AccelerationNet / cl-csv

A common lisp library providing easy csv reading and writing
Other
116 stars 22 forks source link

Parsing confusion in the presence of non-escaping backslashes #17

Closed dimitri closed 10 years ago

dimitri commented 10 years ago

Hi,

As reported in https://github.com/dimitri/pgloader/issues/80 towards the end, cl-csv fails to parse simple input when it contains unexpected escaping characters (not the whole escaping string) in the middle of a text field.

Here's a reduced test case:

"16417153","1401640227","Jun 1 2014","HTML -//W3C//DTD HTML 4.01 Frameset//EN\\",""

And I can reproduce the failure with the following code:

CL-USER> (with-open-file (s "foo.csv")
           (cl-csv:read-csv s :quote #\" :separator #\, :escape "\\\""))
; Evaluation aborted on #<SB-KERNEL:CASE-FAILURE expected-type:
                         (MEMBER :COLLECTING :COLLECTING-QUOTED :WAITING)
                         datum: :WAITING-FOR-NEXT>.
bobbysmith007 commented 10 years ago

So the bug as I understand it is the need to add an escape for the escape character (in some circumstances). By default this should be "\" (ie: two backslashes in a row). Any suggestion for the name? escape-escape sounds awful but also accurate.

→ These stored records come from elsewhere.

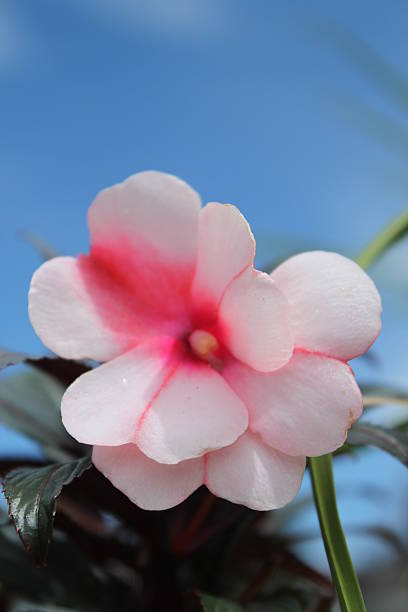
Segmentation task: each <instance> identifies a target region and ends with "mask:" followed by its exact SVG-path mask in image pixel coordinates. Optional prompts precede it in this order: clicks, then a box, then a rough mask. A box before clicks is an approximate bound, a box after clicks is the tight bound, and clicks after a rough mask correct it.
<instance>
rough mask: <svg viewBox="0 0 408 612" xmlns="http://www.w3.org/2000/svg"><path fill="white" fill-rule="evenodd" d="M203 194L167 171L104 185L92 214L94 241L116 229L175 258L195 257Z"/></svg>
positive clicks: (88, 222)
mask: <svg viewBox="0 0 408 612" xmlns="http://www.w3.org/2000/svg"><path fill="white" fill-rule="evenodd" d="M200 207H201V200H200V196H199V195H198V193H197V192H196V191H194V189H192V188H191V187H190V186H189V185H187V183H185V182H184V181H182V180H180V179H179V178H177V177H176V176H172V175H171V174H165V173H164V172H154V171H148V172H139V173H138V174H134V175H132V176H130V177H129V178H128V179H126V180H125V181H124V182H123V183H118V184H117V185H114V186H113V187H110V188H108V189H104V190H103V191H101V192H100V193H99V194H98V196H97V197H96V198H95V200H94V202H93V203H92V206H91V207H90V209H89V213H88V223H89V230H90V235H91V245H95V244H101V243H102V244H104V243H105V241H106V239H107V238H109V237H111V236H112V234H115V235H116V236H122V237H123V236H126V237H128V238H129V239H130V241H131V243H132V245H133V246H134V247H136V248H139V244H140V241H141V242H142V244H143V245H149V247H150V248H152V250H154V251H157V252H159V253H160V254H161V255H162V256H163V259H167V260H170V261H172V262H176V261H178V262H180V261H181V262H186V261H193V262H194V261H195V258H196V252H197V230H198V214H199V211H200Z"/></svg>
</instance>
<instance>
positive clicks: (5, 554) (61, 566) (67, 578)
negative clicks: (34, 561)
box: [0, 525, 132, 612]
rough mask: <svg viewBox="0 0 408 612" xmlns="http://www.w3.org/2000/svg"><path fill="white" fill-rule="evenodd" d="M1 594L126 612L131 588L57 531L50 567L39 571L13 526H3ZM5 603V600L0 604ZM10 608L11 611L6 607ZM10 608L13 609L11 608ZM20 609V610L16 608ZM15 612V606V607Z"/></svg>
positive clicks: (124, 582)
mask: <svg viewBox="0 0 408 612" xmlns="http://www.w3.org/2000/svg"><path fill="white" fill-rule="evenodd" d="M0 592H1V594H2V595H4V594H6V595H8V596H9V597H10V599H12V600H13V604H14V602H16V601H17V600H20V603H21V604H23V602H24V603H26V602H32V603H31V608H29V609H30V610H42V607H41V606H42V605H43V604H44V602H46V604H47V606H51V605H54V606H58V607H62V608H68V609H70V610H76V611H81V612H85V611H86V612H102V611H104V612H105V611H109V612H111V611H112V610H125V609H127V610H128V609H129V608H126V606H125V605H124V602H126V601H128V600H129V599H130V598H131V597H132V586H131V585H128V584H127V583H126V581H122V580H119V581H118V580H117V579H116V578H115V577H114V576H111V575H110V574H109V571H108V572H107V571H105V569H104V568H102V567H101V566H99V567H98V568H96V567H95V566H94V563H93V561H90V560H89V558H87V556H85V555H84V554H83V551H82V550H80V549H78V548H76V546H75V545H74V544H73V542H72V541H70V540H69V539H67V538H66V537H65V536H64V535H63V534H62V533H61V532H60V531H58V530H56V531H55V534H54V537H53V542H52V546H51V547H50V555H49V563H48V566H47V567H43V568H37V567H35V565H34V564H33V562H32V560H31V559H30V557H29V556H28V555H27V553H26V552H25V550H24V549H23V547H22V546H21V543H20V541H19V540H18V537H17V535H16V532H15V529H14V528H13V527H12V526H11V525H5V526H3V527H0ZM1 603H3V601H2V602H1ZM7 609H8V608H7ZM10 609H11V608H10ZM17 609H18V608H17ZM13 610H14V605H13Z"/></svg>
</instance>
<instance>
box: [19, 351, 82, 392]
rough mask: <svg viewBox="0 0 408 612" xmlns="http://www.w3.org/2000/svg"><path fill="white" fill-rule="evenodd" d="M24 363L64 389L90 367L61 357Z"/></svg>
mask: <svg viewBox="0 0 408 612" xmlns="http://www.w3.org/2000/svg"><path fill="white" fill-rule="evenodd" d="M26 363H27V364H28V365H30V366H32V367H33V368H36V369H37V370H40V371H41V372H45V373H46V374H50V375H51V376H53V377H54V378H55V379H56V380H57V381H58V382H60V383H61V384H62V385H64V387H68V386H69V385H71V384H72V383H73V382H74V380H76V379H77V378H78V377H79V376H81V375H82V374H85V372H89V370H90V369H91V367H90V366H89V365H87V364H86V363H84V362H83V361H73V360H72V359H63V358H62V357H40V358H39V359H37V358H36V359H31V358H29V359H27V360H26Z"/></svg>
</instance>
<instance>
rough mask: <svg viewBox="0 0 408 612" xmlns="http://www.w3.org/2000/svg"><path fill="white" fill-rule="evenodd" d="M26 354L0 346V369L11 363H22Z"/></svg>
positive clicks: (24, 357)
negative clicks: (16, 351) (19, 352)
mask: <svg viewBox="0 0 408 612" xmlns="http://www.w3.org/2000/svg"><path fill="white" fill-rule="evenodd" d="M27 357H28V355H26V354H25V353H18V352H15V351H8V350H6V349H3V348H0V370H4V368H7V367H8V366H11V365H17V364H19V363H23V361H25V359H27Z"/></svg>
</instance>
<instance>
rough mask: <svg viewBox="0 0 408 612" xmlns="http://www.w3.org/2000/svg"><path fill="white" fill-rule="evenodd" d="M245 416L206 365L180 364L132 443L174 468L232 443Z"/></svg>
mask: <svg viewBox="0 0 408 612" xmlns="http://www.w3.org/2000/svg"><path fill="white" fill-rule="evenodd" d="M247 425H248V412H247V409H246V408H245V406H244V404H243V403H242V401H241V400H240V399H239V398H238V397H237V396H236V395H235V393H234V392H233V391H232V390H231V389H230V387H229V386H228V385H227V383H226V382H225V380H224V379H223V378H222V377H221V376H220V374H218V372H216V371H215V370H213V369H212V368H211V367H210V366H208V365H204V364H195V363H180V365H179V366H178V368H177V369H175V370H174V371H173V374H172V376H171V377H170V378H169V379H168V381H167V383H166V385H164V386H163V387H162V389H161V392H160V393H159V394H158V395H157V396H156V397H155V399H154V400H153V402H152V403H151V406H150V407H149V409H148V411H146V414H145V415H144V417H143V418H142V420H141V423H140V426H139V429H138V433H137V436H136V438H135V442H136V443H137V445H138V446H139V448H140V449H141V451H142V452H143V453H145V455H147V456H148V457H151V458H152V459H154V460H155V461H159V462H160V463H178V462H179V461H184V460H185V459H190V458H192V457H199V456H201V455H203V454H204V453H206V452H208V451H209V450H213V449H216V448H221V447H223V446H227V445H228V444H231V443H232V442H234V441H235V440H236V439H237V438H238V436H240V435H241V434H242V433H243V432H244V431H245V429H246V428H247Z"/></svg>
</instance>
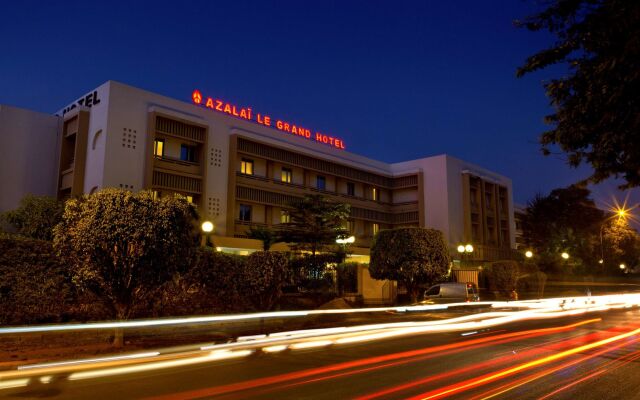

dimitri commented 10 years ago

Well in the case of that specific input file you can see https://github.com/HTTPArchive/httparchive/issues/25 that hints into the backslash not being there for any reason really (truncated string).

So I'm not sure we should reason in terms of escaping the escape character rather than just allowing for a general espace character: backslash could be used to escape whatever follows, which in the case of the faulty input we have, is another backslash, and then we have a free quote, so the quoted section ends. What do you think?

bobbysmith007 commented 10 years ago

I read that as: We would like a new parser escaping mode, that rather than replacing all quote-escapes with a quote, replaces {escape-character}{thing} with {thing} regardless of what {thing} is.

I have to imagine that this is partly where the "" escape sequence arose.

I guess a new parameter :escaping-mode that defaults to :quote and accepts one of (:quote :following-char).

bobbysmith007 commented 10 years ago

Please try this out and let me know if it matches what you had in mind / solves your parsing error.